We see that we got all of our missing municipalities recoded.

Lets check it on a map!

In [29]:
# Load BDL data
bdl_pers = pd.read_csv(
        pj(pDir, 'data', 'bdl', 'LUDN_1336_CREL_20180713222221.csv'), 
        sep=';', dtype={'Kod': str}).drop(columns=['Atrybut', 'Unnamed: 10'])
bdl_pers = bdl_pers[bdl_pers['Płeć']=='ogółem']
bdl_pers = bdl_pers[['Kod', 'Wartosc']]
bdl_pers.columns = ['Kod', 'pers']

# Get area im km^2
merged['area'] = merged['geometry'].area

# Merge BDL & map
pl_merged = merged.merge(bdl_pers, left_on='jpt_kod_je', right_on='Kod', how='left')
# Calculate density
pl_merged['pop_dens'] = pl_merged['pers'] / pl_merged['area'] * 1000

# Plot population density
fig, ax = plt.subplots(1, figsize=(14, 14))
pl.plot(ax=ax, linewidth=0.5, edgecolor='0', color='0')
pl_merged.dropna().plot(ax=ax, column='pop_dens', cmap='Spectral', legend=True, scheme='quantiles', k=10)
ax.set_title('Population density in 2016, 1000 pers per km$^2$', fontdict={'fontsize': 20}, loc='left')
ax.get_legend().set_bbox_to_anchor((.2, .3))
(137166.64559966067, 896406.6565782153, 101133.95412515872, 807108.9159854322)


In the end we did not get any 'black holes' on our map.
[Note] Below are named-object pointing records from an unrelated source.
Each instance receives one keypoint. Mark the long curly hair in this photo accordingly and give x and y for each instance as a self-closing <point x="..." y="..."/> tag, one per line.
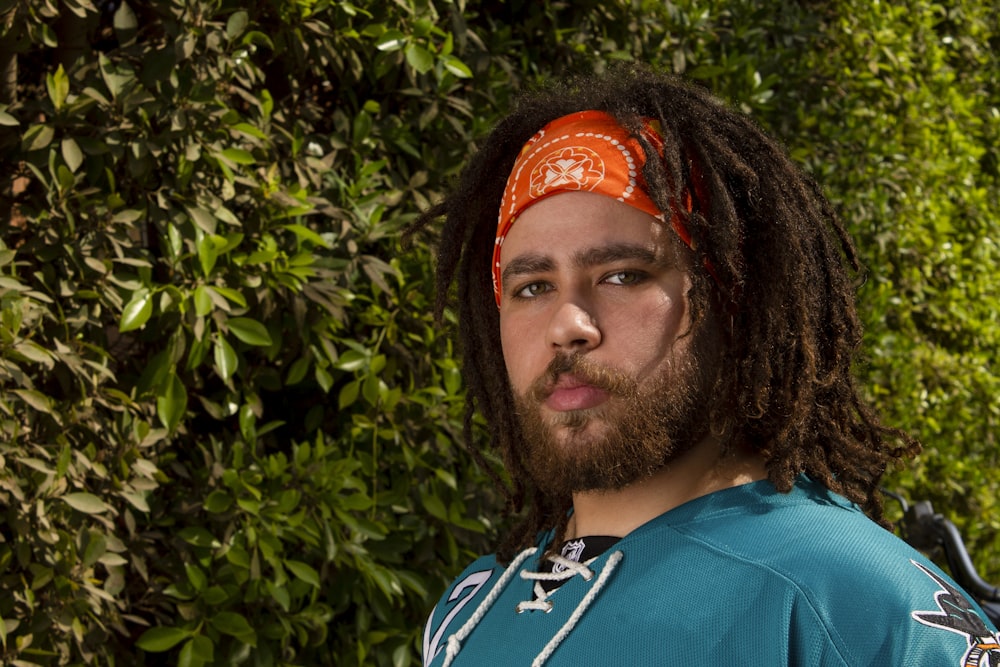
<point x="773" y="263"/>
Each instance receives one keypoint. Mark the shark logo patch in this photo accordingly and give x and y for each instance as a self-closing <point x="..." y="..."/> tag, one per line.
<point x="956" y="614"/>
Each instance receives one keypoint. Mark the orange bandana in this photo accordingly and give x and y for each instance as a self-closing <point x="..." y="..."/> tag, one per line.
<point x="586" y="151"/>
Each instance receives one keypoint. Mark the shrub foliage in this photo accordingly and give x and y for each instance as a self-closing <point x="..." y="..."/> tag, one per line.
<point x="230" y="429"/>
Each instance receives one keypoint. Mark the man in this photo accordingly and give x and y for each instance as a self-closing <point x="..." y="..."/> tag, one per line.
<point x="658" y="324"/>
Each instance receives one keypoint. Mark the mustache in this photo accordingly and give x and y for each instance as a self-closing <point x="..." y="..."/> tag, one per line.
<point x="583" y="369"/>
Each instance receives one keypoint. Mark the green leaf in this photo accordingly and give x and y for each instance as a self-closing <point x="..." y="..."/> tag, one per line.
<point x="236" y="24"/>
<point x="249" y="331"/>
<point x="419" y="58"/>
<point x="456" y="67"/>
<point x="57" y="84"/>
<point x="157" y="640"/>
<point x="198" y="651"/>
<point x="171" y="403"/>
<point x="137" y="311"/>
<point x="226" y="360"/>
<point x="239" y="156"/>
<point x="218" y="502"/>
<point x="304" y="572"/>
<point x="231" y="623"/>
<point x="198" y="536"/>
<point x="391" y="40"/>
<point x="208" y="252"/>
<point x="202" y="301"/>
<point x="87" y="503"/>
<point x="38" y="137"/>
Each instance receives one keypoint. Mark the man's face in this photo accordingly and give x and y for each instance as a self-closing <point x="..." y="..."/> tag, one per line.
<point x="592" y="319"/>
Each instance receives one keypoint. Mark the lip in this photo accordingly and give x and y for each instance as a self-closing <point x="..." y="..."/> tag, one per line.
<point x="572" y="393"/>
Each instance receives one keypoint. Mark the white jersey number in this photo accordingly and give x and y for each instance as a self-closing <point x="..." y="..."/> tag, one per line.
<point x="475" y="581"/>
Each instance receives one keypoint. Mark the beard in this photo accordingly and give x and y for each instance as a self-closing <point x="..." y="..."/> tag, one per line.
<point x="635" y="433"/>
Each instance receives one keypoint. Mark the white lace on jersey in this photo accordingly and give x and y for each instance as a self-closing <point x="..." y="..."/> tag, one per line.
<point x="541" y="601"/>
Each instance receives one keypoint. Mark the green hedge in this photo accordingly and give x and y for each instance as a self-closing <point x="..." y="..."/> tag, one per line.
<point x="230" y="430"/>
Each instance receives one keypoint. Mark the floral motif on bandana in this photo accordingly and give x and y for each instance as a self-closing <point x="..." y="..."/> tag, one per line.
<point x="572" y="168"/>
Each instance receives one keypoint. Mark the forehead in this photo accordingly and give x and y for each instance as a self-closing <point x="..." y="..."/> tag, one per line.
<point x="569" y="221"/>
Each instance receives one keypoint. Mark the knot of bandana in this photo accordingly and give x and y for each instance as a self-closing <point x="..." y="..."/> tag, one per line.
<point x="586" y="151"/>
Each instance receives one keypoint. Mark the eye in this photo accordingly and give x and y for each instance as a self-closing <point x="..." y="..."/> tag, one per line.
<point x="625" y="277"/>
<point x="532" y="290"/>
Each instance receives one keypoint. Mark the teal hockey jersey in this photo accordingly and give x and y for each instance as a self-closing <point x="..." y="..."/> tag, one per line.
<point x="746" y="576"/>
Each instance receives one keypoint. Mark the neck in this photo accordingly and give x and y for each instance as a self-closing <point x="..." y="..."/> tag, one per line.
<point x="698" y="473"/>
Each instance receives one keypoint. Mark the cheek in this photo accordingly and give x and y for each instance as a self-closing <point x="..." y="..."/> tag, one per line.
<point x="653" y="331"/>
<point x="513" y="344"/>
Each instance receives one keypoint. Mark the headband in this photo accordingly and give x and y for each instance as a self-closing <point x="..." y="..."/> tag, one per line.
<point x="586" y="151"/>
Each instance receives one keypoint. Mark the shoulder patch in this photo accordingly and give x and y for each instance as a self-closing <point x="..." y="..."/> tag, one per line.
<point x="461" y="594"/>
<point x="955" y="614"/>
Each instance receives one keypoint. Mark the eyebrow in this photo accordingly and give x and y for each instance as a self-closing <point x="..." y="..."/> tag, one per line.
<point x="529" y="263"/>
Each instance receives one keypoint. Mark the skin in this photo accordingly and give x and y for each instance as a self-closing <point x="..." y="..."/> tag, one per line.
<point x="583" y="273"/>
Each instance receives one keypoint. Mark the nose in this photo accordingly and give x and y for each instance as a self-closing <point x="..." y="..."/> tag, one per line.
<point x="573" y="327"/>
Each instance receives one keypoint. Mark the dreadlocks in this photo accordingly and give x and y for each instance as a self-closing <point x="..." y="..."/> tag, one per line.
<point x="773" y="263"/>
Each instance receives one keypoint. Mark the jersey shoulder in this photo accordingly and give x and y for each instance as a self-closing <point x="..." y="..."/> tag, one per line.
<point x="458" y="603"/>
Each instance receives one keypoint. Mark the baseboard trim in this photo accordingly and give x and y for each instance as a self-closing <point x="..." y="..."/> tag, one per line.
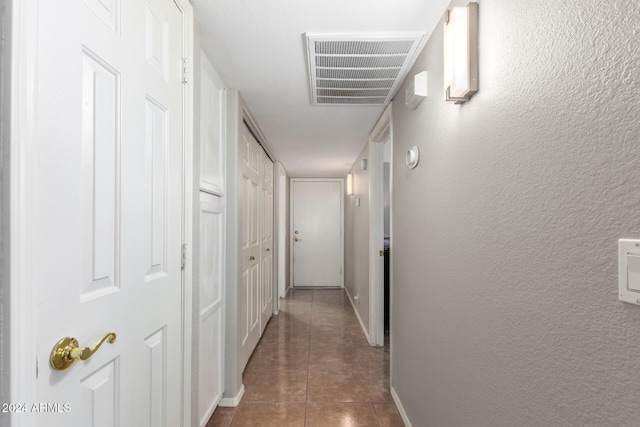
<point x="232" y="402"/>
<point x="364" y="330"/>
<point x="403" y="413"/>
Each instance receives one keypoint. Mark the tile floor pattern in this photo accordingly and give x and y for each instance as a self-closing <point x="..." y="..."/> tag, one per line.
<point x="313" y="367"/>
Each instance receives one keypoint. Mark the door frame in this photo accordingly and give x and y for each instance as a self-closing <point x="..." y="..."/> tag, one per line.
<point x="381" y="133"/>
<point x="291" y="218"/>
<point x="282" y="232"/>
<point x="22" y="70"/>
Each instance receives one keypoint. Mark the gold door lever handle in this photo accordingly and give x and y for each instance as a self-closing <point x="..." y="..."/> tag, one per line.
<point x="67" y="351"/>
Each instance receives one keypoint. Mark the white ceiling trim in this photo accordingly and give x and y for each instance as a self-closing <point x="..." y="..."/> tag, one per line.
<point x="359" y="69"/>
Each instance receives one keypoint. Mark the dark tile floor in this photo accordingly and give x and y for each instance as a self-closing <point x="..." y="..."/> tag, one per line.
<point x="314" y="367"/>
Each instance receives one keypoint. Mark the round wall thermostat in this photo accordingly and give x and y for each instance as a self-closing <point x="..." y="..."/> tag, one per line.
<point x="413" y="155"/>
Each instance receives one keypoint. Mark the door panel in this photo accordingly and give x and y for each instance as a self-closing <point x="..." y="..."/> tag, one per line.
<point x="211" y="349"/>
<point x="249" y="292"/>
<point x="108" y="215"/>
<point x="317" y="233"/>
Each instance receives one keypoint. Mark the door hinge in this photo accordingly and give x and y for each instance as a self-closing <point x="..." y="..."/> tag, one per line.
<point x="185" y="70"/>
<point x="184" y="256"/>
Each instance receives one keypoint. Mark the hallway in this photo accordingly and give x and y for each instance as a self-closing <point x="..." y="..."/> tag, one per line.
<point x="314" y="367"/>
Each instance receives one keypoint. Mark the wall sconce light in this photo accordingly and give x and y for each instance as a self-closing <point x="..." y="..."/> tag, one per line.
<point x="461" y="53"/>
<point x="350" y="184"/>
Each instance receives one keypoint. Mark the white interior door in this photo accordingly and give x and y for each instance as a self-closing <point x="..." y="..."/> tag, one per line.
<point x="211" y="348"/>
<point x="106" y="209"/>
<point x="317" y="233"/>
<point x="249" y="292"/>
<point x="266" y="242"/>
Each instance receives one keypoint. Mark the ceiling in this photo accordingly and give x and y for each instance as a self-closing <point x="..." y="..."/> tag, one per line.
<point x="259" y="47"/>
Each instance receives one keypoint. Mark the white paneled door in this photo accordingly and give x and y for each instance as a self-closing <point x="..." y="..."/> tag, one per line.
<point x="249" y="292"/>
<point x="317" y="232"/>
<point x="105" y="210"/>
<point x="211" y="348"/>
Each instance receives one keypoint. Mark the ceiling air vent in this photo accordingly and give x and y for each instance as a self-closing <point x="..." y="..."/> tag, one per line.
<point x="359" y="69"/>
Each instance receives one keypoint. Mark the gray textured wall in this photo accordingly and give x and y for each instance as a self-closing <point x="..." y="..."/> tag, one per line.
<point x="505" y="308"/>
<point x="356" y="264"/>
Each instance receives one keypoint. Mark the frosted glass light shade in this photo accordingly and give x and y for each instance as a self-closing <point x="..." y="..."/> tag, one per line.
<point x="461" y="53"/>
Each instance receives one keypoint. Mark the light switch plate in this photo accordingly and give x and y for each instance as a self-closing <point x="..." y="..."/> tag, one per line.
<point x="629" y="270"/>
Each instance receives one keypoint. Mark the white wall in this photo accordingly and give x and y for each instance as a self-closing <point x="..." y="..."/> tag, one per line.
<point x="357" y="240"/>
<point x="5" y="51"/>
<point x="505" y="308"/>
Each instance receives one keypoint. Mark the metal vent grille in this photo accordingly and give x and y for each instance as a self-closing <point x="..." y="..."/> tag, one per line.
<point x="359" y="69"/>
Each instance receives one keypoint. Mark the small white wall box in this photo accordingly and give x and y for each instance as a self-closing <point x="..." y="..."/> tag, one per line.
<point x="629" y="270"/>
<point x="416" y="91"/>
<point x="413" y="157"/>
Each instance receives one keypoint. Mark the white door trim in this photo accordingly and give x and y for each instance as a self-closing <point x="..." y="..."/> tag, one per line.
<point x="188" y="194"/>
<point x="291" y="181"/>
<point x="379" y="135"/>
<point x="24" y="47"/>
<point x="23" y="172"/>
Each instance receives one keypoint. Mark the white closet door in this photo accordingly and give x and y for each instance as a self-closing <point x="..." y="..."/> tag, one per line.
<point x="249" y="292"/>
<point x="211" y="307"/>
<point x="212" y="129"/>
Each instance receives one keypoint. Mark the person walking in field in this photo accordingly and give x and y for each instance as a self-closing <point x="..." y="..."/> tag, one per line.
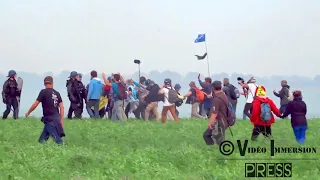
<point x="284" y="94"/>
<point x="10" y="94"/>
<point x="53" y="112"/>
<point x="167" y="106"/>
<point x="194" y="97"/>
<point x="251" y="89"/>
<point x="94" y="93"/>
<point x="298" y="111"/>
<point x="215" y="133"/>
<point x="206" y="105"/>
<point x="262" y="114"/>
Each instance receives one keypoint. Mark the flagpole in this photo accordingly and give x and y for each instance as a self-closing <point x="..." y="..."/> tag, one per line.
<point x="205" y="44"/>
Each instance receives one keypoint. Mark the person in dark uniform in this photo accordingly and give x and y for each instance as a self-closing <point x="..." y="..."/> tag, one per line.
<point x="53" y="112"/>
<point x="77" y="94"/>
<point x="10" y="92"/>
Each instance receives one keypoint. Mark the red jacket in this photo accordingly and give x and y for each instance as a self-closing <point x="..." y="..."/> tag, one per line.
<point x="256" y="111"/>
The merging worked well. It can probably be extended to other years. Unfortunately we still miss municipalities that had merged or ceased to exist. We also miss border changes during years. Moreover the information before 1999 bout changes is missing in current approach. This can be burdensome when our local data are from 1995.

A full database with changes made with a different approach can be found on Tomasz Żółtak's private website. This data is additionally expanded by information on partitions. The author claims that the methodology of how this partition classification has been made is unknown. I'll try to replicate this classification using QGIS soon...